I posted the follpowing on Dr. Roy's weblog piece but you ought to know that I am pissed off with the HRC, too. And also for another reason.
I agree about your view of the HRC. Because if they read my little weblog with hard-assed comments well then there would be battles. But even though people in many parts of the world somehow got to know about my blog the HRC haven't done a damn thing. What? I am insignificant? Maybe I should go after them for not going after me.
Harpo is "our last chance"?
Then we'd best forget about gun rights and doing anything about the threat to free speech posed by the CRTC, as these are two other areas the prime minister is notoriously weak on.
I'm no Harper fan but I appreciate GN's letter.
It's an open challenge that will go unanswered.
Bet on it.
Great article. Linked
If Harper is our last hope, we are categorically doomed. Seriously, just throw in the towel at the federal level already.
Excellent article.
I trust the PM is thinking in that direction, as he should.
The Canadian Wheat Board monopoly will end and when one considers the Tories have always said they wanted to do this and still won by massive margins in the Prairies, I think they have a clear mandate here. As for human rights commissions, that is a tougher one as most of the outrageous decisions have been at the provincial level so it is really provincial governments who need to scrap these although the feds could lead. Many of their advisors will probably say it will cost them amongst ethnic voters who helped deliver the gains they got in the GTA and thus their majority but I have found those in ethnic communities most likely to use these and be fans of them are ones who would never vote Tory in the first place. The ones who vote Tory are strong believers that minorities should have equal rights, not special rights and so I doubt it will hurt them as much as some say. After all their crackdown on bogus refugees hasn't cost them either.

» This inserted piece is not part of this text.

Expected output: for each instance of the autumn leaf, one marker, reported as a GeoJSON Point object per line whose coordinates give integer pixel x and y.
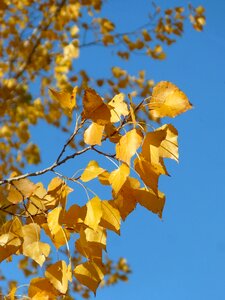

As for the Gag laws, I suspect those will stay as unions and various left wing organizations will probably spend a fortune trying to defeat them. A more likely thing to happen is the Tories will cut funding to all those left wing groups and then once they have gone under, then maybe change this. They will also scrap the gun registry.
As for Quebec language laws, they won't go near those. Even if Harper was against them in the past, he is also a strong believer in respecting provincial jurisdiction so he would argue such laws are up to each province not the feds and from a strictly constitutional sense he is right.
And I should add as a long-term bonus for your side, with Quebec swinging to the left and English Canada to the right, Quebec may separate and although this would cost them in the short-term, long-term it would make it a lot easier to adopt conservative policies. After all, if you took Quebec out of the picture, the Tories, not the Liberals would have won the majority elections in the 20th century. One columnist somewhere argued the main reason the US is so much more conservative than Canada is because the South pulls the US to the right and Quebec pulls Canada to the left. You take Quebec and the South out of their respective countries and the differences would be much less.